When you’re working out how to divide your property and assets, it may make sense for one partner to pay the other a lump sum so that things are divided fairly. A lump sum payment can also be made so that one partner can buy a house after the divorce or dissolution of a civil partnership.
Paying a lump sum
A lump sum payment doesn’t have to be paid in one go, although it often is. There are situations where it can be paid in several instalments.
For example, either the person paying the lump sum in instalments or the one receiving it can apply to the court to ask for the date or method of payment to be changed, if their circumstances change. But you can’t ask the court to increase or reduce the amount paid.
What is periodical allowance?
Periodical allowance is only awarded if one person needs financial support and lacks the capital to pay an enhanced lump sum for a 'clean break' settlement after divorce or dissolution.
In this case it might be paid:
- To allow one of you to cope with the cost of childcare for a child under 16
- To allow one of you to adjust to the loss of the other’s support
- Where one of you would suffer severe financial hardship because of the loss of support or income
When is periodical allowance paid?
If one partner is to receive periodical allowance, it would only generally be paid for a maximum of three years.
In very rare circumstances, it can be paid for longer, such as when the partner receiving periodical allowance has an illness or disability that means they would be in severe financial hardship without this payment.

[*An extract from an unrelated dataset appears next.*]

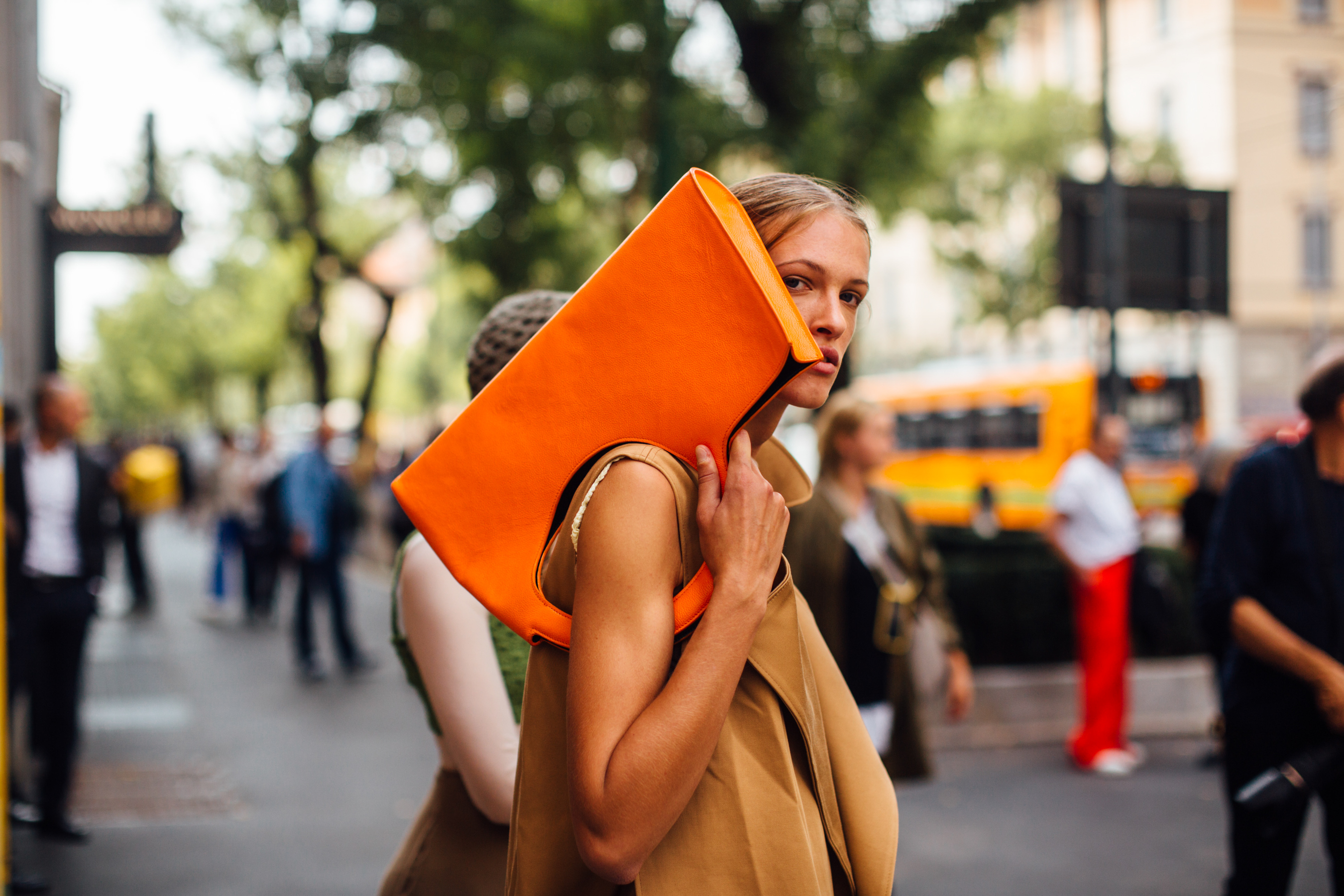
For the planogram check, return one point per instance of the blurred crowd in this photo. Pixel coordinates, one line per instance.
(285, 520)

In such cases, periodical allowance may be paid until they die, remarry or enter into a new civil partnership.
A clean break instead of periodical allowance
Periodical allowance is only paid if you or your ex needs financial support after divorce and there isn’t enough money for the enhanced ‘clean break’ order in the first place.
So that means it’s unlikely you could ask to turn a periodical allowance into a lump sum payment. However, legally, it’s possible if there’s a significant change of circumstances.

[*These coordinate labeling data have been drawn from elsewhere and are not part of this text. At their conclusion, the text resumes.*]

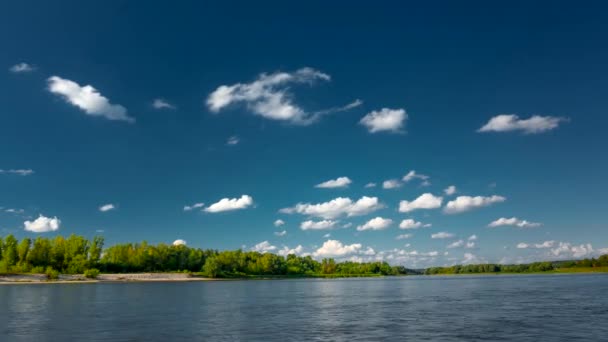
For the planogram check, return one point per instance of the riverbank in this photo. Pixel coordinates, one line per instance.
(102, 278)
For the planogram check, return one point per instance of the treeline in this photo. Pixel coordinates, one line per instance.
(77, 255)
(545, 266)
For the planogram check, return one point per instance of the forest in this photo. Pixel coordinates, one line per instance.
(78, 255)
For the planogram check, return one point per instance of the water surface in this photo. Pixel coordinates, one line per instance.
(417, 308)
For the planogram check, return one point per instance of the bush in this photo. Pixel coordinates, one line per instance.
(37, 269)
(91, 273)
(51, 273)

It means that instead of receiving ongoing payments, you or your ex-partner would receive a final lump sum payment through a clean break order.
Capitalising periodical allowance can only be done if you both agree to it or by applying to the court.
Insuring periodical allowance payments
If you receive periodical allowance, you should consider insuring the payments so that you continue to receive an income were your ex-partner to die. This involves either you or your ex-partner taking out a life insurance policy on his or her life.
It need not be expensive and the policy can provide a lump sum or monthly payments if he or she were to die while you were still receiving periodical allowance - see Life insurance.